Plotting the Correlation between Air Quality and Weather


In [1]:
# If done right, this program should
# Shoutout to my bois at StackOverflow - you da real MVPs

# Shoutout to my bois over at StackOverflow - couldn't've done it without you

import pandas as pd
import numpy as np
from bokeh.plotting import figure
from bokeh.io import show
from bokeh.models import HoverTool, Label
import scipy.stats


weatherfile = input("Which weather file would you like to use? ")
df = pd.read_csv(weatherfile)

temp = df.as_matrix(columns=df.columns[3:4])
temp = temp.ravel()

humidity = df.as_matrix(columns=df.columns[4:5])
humidity = humidity.ravel()

pressure = df.as_matrix(columns=df.columns[5:])
pressure = pressure.ravel()

unix_timeweather = df.as_matrix(columns=df.columns[2:3])

i = 0

w_used = eval(raw_input("Which data set do you want? temp, humidity, or pressure? "))

######################################################################################
aqfile = input("Which air quality file would you like to use? ")
df2 = pd.read_csv(aqfile)

PM25 = df2.as_matrix(columns=df2.columns[4:5])
PM1 = df2.as_matrix(columns=df2.columns[3:4])
PM10 = df2.as_matrix(columns=df2.columns[5:])

unix_timeaq = df2.as_matrix(columns=df2.columns[2:3])

aq_used = eval(raw_input("Which data set do you want? PM1, PM25, or PM10? "))

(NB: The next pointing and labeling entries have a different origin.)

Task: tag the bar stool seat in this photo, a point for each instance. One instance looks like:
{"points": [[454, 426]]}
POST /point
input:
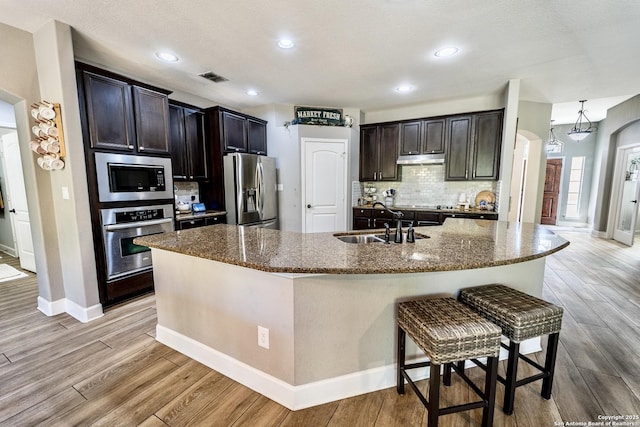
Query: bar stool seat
{"points": [[521, 317], [448, 331]]}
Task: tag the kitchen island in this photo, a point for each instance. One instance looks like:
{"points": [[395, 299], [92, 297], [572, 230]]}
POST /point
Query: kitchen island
{"points": [[327, 307]]}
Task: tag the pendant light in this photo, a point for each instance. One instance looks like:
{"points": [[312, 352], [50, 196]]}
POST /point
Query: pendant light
{"points": [[577, 133], [554, 145]]}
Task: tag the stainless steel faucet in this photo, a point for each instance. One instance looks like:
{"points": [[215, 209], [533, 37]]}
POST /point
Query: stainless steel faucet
{"points": [[397, 215]]}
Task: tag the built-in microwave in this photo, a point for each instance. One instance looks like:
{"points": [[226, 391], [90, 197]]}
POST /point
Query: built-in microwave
{"points": [[123, 177]]}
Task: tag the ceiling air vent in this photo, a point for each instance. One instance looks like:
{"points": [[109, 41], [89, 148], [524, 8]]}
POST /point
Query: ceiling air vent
{"points": [[214, 77]]}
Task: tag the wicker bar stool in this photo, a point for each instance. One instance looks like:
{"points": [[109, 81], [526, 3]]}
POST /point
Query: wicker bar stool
{"points": [[521, 316], [448, 331]]}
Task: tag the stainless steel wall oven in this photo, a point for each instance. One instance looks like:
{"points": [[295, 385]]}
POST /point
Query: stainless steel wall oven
{"points": [[120, 226]]}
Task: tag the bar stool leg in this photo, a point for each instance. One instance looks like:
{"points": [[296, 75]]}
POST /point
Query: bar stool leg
{"points": [[490, 391], [512, 373], [401, 361], [446, 374], [433, 409], [550, 365]]}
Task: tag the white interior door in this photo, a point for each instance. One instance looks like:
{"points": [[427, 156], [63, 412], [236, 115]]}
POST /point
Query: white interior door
{"points": [[17, 201], [324, 178], [629, 193]]}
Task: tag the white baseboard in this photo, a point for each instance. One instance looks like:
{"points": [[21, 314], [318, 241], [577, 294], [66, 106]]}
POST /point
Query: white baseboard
{"points": [[84, 315], [9, 250], [306, 395]]}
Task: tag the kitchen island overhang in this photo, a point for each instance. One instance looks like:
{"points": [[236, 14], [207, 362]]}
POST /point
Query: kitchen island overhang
{"points": [[331, 329]]}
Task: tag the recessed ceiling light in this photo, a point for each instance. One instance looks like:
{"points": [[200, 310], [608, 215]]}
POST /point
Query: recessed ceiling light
{"points": [[286, 43], [446, 51], [167, 56], [404, 89]]}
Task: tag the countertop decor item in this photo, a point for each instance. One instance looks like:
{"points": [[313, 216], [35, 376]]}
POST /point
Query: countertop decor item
{"points": [[49, 142], [485, 199]]}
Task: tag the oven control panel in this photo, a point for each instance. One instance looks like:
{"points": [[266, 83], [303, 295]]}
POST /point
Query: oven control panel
{"points": [[140, 215]]}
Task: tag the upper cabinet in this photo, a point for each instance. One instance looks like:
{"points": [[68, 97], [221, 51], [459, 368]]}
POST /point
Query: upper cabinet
{"points": [[487, 140], [152, 120], [229, 132], [240, 133], [474, 145], [458, 146], [187, 143], [123, 116], [471, 143], [422, 137], [379, 152]]}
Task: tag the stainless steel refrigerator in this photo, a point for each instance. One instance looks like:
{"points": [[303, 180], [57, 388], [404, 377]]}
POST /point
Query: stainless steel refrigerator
{"points": [[250, 190]]}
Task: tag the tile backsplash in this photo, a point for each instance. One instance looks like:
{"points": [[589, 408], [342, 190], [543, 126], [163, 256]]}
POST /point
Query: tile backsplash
{"points": [[425, 185]]}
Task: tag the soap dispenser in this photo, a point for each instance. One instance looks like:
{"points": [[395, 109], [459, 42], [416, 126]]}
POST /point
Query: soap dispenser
{"points": [[411, 235]]}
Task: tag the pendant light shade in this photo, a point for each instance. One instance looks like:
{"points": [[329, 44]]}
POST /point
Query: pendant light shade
{"points": [[554, 145], [578, 133]]}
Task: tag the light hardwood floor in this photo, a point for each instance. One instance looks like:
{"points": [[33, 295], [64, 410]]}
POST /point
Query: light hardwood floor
{"points": [[111, 371]]}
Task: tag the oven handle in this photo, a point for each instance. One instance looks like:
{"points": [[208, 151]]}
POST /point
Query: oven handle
{"points": [[115, 227]]}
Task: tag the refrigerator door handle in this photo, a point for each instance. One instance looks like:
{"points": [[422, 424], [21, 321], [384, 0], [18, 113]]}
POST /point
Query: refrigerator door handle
{"points": [[259, 188]]}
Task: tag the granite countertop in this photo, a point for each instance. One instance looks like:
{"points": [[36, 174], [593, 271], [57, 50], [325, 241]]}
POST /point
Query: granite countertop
{"points": [[182, 216], [420, 208], [458, 244]]}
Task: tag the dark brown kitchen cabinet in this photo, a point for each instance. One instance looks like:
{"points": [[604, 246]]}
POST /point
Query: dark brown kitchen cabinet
{"points": [[379, 152], [109, 112], [458, 146], [229, 132], [487, 144], [422, 137], [234, 134], [474, 145], [242, 133], [257, 136], [122, 116], [152, 120], [188, 144]]}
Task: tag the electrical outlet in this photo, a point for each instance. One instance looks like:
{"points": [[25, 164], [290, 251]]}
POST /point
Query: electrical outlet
{"points": [[263, 337]]}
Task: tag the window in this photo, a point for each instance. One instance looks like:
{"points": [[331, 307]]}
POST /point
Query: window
{"points": [[575, 184]]}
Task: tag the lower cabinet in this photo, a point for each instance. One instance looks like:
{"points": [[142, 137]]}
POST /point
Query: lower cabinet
{"points": [[185, 224]]}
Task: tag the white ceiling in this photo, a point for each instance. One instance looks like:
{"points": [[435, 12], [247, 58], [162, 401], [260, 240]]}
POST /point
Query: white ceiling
{"points": [[353, 53]]}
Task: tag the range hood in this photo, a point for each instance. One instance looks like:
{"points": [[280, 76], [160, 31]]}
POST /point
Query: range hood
{"points": [[421, 159]]}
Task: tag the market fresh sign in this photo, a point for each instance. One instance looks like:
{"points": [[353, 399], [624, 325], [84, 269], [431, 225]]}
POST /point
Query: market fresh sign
{"points": [[318, 116]]}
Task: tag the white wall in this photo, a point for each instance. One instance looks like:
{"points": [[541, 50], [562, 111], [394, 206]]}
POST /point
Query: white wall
{"points": [[36, 66], [284, 145]]}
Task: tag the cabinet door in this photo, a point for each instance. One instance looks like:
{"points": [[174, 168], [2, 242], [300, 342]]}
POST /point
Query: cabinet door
{"points": [[195, 144], [487, 144], [257, 137], [410, 138], [152, 120], [458, 141], [177, 145], [388, 152], [432, 136], [368, 153], [233, 133], [109, 113]]}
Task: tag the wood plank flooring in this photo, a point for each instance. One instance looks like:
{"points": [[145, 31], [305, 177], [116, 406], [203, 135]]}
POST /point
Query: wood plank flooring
{"points": [[111, 371]]}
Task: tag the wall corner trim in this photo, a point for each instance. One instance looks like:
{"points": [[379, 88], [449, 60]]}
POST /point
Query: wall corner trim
{"points": [[83, 314]]}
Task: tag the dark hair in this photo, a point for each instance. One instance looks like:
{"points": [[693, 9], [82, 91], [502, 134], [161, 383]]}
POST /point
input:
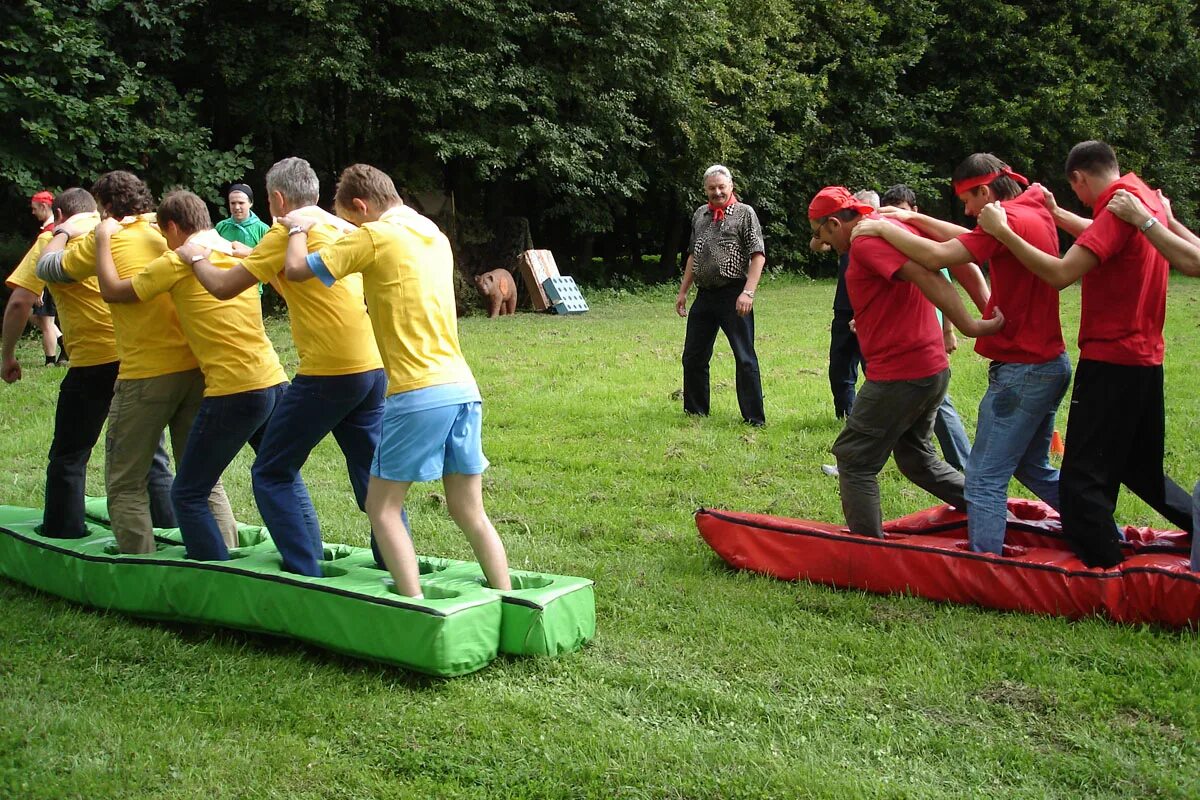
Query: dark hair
{"points": [[186, 210], [1093, 157], [124, 193], [898, 194], [984, 163], [72, 202], [365, 182]]}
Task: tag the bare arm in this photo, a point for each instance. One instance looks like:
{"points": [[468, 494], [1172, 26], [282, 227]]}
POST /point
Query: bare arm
{"points": [[16, 317], [295, 258], [745, 301], [1059, 272], [684, 286], [220, 283], [49, 263], [933, 227], [112, 287], [942, 294], [928, 253], [971, 277], [1182, 251]]}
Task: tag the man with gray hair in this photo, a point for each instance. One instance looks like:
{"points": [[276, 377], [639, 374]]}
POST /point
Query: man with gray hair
{"points": [[725, 260], [340, 384]]}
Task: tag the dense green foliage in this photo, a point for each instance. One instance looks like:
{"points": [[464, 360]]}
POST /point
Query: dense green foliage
{"points": [[595, 119], [702, 681]]}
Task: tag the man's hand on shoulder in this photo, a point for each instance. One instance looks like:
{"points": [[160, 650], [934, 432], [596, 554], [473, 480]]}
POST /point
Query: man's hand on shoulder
{"points": [[107, 227], [1127, 208], [190, 251], [951, 341], [298, 221], [901, 215], [1047, 198], [994, 218], [988, 326], [868, 228]]}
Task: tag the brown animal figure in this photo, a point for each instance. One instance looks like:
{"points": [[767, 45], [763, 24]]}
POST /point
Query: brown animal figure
{"points": [[501, 292]]}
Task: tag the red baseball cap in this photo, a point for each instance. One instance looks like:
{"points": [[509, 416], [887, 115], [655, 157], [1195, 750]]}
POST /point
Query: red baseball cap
{"points": [[833, 199]]}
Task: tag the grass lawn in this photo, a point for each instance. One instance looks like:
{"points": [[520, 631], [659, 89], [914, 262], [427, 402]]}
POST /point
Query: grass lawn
{"points": [[702, 681]]}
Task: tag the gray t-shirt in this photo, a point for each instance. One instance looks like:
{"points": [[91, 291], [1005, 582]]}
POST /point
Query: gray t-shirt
{"points": [[721, 250]]}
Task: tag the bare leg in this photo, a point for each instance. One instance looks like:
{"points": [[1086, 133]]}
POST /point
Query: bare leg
{"points": [[385, 499], [465, 499], [49, 336]]}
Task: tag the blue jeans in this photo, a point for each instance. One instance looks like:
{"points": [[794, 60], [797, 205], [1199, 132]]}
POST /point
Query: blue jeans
{"points": [[349, 407], [952, 435], [1013, 438], [221, 428]]}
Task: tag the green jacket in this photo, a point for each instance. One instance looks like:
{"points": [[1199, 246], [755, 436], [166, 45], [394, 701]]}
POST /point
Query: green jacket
{"points": [[247, 233]]}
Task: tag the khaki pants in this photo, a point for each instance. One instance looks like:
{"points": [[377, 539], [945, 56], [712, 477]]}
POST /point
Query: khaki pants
{"points": [[141, 409], [892, 417]]}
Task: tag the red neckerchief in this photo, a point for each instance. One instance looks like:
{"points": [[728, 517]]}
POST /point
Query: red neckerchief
{"points": [[719, 210]]}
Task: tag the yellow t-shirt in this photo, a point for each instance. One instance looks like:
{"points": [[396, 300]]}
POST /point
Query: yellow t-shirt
{"points": [[149, 338], [408, 277], [226, 335], [83, 314], [330, 326]]}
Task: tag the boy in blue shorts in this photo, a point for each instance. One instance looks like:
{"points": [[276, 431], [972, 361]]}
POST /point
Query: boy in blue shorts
{"points": [[433, 413]]}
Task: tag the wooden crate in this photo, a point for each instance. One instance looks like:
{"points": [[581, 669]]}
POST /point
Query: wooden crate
{"points": [[537, 265]]}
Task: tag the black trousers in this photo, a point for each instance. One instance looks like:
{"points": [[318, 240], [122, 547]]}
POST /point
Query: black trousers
{"points": [[84, 397], [1115, 434], [712, 311], [845, 359]]}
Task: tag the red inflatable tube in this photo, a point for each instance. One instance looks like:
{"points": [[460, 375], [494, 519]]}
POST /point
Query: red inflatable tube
{"points": [[925, 554]]}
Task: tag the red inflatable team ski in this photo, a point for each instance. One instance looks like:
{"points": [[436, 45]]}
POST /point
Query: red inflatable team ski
{"points": [[925, 554]]}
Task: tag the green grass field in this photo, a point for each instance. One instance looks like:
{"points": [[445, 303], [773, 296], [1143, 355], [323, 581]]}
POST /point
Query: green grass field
{"points": [[702, 681]]}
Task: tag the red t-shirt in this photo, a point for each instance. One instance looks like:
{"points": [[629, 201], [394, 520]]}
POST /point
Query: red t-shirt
{"points": [[898, 328], [1032, 332], [1125, 295]]}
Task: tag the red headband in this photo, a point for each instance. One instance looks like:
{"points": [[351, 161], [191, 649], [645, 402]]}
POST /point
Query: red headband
{"points": [[984, 180], [833, 199]]}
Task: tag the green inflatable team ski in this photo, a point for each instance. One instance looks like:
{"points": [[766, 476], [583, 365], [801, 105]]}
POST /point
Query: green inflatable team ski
{"points": [[456, 629]]}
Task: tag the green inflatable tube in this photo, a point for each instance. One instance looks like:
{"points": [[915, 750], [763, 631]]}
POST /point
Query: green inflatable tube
{"points": [[456, 629]]}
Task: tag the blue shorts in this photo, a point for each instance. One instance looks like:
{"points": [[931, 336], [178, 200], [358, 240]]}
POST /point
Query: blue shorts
{"points": [[426, 444]]}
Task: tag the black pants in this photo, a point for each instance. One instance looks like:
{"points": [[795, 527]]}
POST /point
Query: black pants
{"points": [[1115, 434], [845, 359], [84, 397], [717, 310]]}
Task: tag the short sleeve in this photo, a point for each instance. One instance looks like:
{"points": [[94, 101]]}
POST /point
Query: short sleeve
{"points": [[159, 276], [267, 259], [982, 245], [79, 262], [1105, 236], [751, 234], [25, 275], [353, 252]]}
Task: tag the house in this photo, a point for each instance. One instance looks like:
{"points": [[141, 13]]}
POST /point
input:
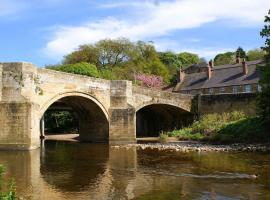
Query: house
{"points": [[241, 77]]}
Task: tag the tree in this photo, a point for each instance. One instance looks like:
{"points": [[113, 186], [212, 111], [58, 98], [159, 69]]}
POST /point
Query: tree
{"points": [[264, 98], [188, 59], [224, 58], [85, 53], [117, 59], [255, 54], [240, 52], [82, 68]]}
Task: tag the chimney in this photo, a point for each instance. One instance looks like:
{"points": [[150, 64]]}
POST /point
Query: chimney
{"points": [[209, 69], [244, 66], [237, 60], [211, 63], [181, 76]]}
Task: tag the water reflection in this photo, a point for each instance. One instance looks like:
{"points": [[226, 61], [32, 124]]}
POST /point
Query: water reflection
{"points": [[62, 170]]}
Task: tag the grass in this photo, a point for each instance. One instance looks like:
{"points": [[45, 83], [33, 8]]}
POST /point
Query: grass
{"points": [[232, 127]]}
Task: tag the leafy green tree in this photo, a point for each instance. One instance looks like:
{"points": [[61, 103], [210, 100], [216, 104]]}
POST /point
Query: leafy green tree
{"points": [[224, 58], [255, 54], [240, 52], [170, 60], [264, 99], [188, 59], [82, 68]]}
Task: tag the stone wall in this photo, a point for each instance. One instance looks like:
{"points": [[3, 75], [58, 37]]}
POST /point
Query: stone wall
{"points": [[219, 103], [107, 109]]}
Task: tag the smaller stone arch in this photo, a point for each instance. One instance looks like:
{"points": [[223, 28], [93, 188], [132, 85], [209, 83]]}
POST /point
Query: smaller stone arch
{"points": [[152, 118]]}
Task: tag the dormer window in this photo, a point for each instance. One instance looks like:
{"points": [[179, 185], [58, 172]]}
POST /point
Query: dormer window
{"points": [[248, 88], [235, 89], [259, 88], [221, 90]]}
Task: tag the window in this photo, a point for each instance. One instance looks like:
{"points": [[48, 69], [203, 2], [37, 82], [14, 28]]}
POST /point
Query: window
{"points": [[235, 89], [221, 90], [259, 88], [247, 88]]}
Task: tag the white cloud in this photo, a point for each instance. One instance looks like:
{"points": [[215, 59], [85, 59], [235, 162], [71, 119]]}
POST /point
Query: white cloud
{"points": [[156, 20], [8, 7]]}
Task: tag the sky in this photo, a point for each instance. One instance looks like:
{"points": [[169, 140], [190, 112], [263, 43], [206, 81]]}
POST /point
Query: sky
{"points": [[42, 32]]}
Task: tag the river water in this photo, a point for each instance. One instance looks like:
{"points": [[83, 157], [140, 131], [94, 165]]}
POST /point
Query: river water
{"points": [[70, 170]]}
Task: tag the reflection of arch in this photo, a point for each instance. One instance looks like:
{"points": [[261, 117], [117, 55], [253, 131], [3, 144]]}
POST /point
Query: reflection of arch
{"points": [[93, 120], [73, 167], [153, 118], [67, 94]]}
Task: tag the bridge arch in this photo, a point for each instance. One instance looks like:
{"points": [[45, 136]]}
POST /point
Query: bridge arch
{"points": [[152, 118], [93, 118]]}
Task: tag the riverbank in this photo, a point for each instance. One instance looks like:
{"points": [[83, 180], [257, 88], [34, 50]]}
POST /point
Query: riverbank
{"points": [[193, 146]]}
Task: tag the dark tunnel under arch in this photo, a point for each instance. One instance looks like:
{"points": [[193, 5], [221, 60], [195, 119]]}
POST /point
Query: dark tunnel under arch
{"points": [[153, 119], [93, 125]]}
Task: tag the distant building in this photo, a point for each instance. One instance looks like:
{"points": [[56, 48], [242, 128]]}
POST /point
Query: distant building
{"points": [[241, 77]]}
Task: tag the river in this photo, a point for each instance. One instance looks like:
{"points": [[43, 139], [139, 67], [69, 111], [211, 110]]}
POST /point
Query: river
{"points": [[71, 170]]}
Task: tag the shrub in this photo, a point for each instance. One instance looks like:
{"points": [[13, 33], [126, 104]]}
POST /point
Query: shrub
{"points": [[163, 137], [11, 193], [82, 68]]}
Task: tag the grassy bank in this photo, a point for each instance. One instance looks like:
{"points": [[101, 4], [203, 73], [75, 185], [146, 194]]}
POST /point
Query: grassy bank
{"points": [[232, 127], [10, 194]]}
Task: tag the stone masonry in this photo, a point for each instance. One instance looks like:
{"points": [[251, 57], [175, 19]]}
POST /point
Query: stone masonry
{"points": [[26, 92]]}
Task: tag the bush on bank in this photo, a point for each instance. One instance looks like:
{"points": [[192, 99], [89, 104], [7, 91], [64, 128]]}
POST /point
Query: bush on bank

######################################################################################

def find_nearest(array, value):

    array = np.asarray(array)
    idx = (np.abs(array - value)).argmin()
    if np.abs(array[idx]-value) <= 30:
        # print str(value) + "Vs" + str(array[idx])
        return idx
    else:
        return None

#######################################################################################

def make_usable(array1, array):
    i = len(array1) - 1
    while i > 0:
        if np.isnan(array[i]) or np.isnan(array1[i]):
            del array[i]
            del array1[i]
        i = i - 1

#######################################################################################

weatherarr = []
aqarr = []

i = 0

while i < len(aq_used):

    aqarr.append(float(aq_used[i]))

    nearest_time = find_nearest(unix_timeweather, unix_timeaq[i])

    if nearest_time is None:
        weatherarr.append(np.nan)
    else:
        weatherarr.append(float(w_used[nearest_time]))

    i = i+1


# Plot the arrays #####################################################################

make_usable(weatherarr,aqarr)



hoverp = HoverTool(tooltips=[("(x,y)", "($x, $y)")])


p = figure(tools = [hoverp])
correlation = Label(x=50, y=50, x_units='screen', y_units='screen', text="Pearson r and p: "+ str(scipy.stats.pearsonr(weatherarr, aqarr)),render_mode='css',
                 border_line_color='black', border_line_alpha=1.0,
                 background_fill_color='white', background_fill_alpha=1.0)

p.add_layout(correlation)
p.circle(x = weatherarr, y = aqarr, color = "firebrick")

show(p)


Which weather file would you like to use? 'chs_os_weather.csv'
Which data set do you want? temp, humidity, or pressure? temp
Which air quality file would you like to use? 'chs_os_aq.csv'
Which data set do you want? PM1, PM25, or PM10? PM10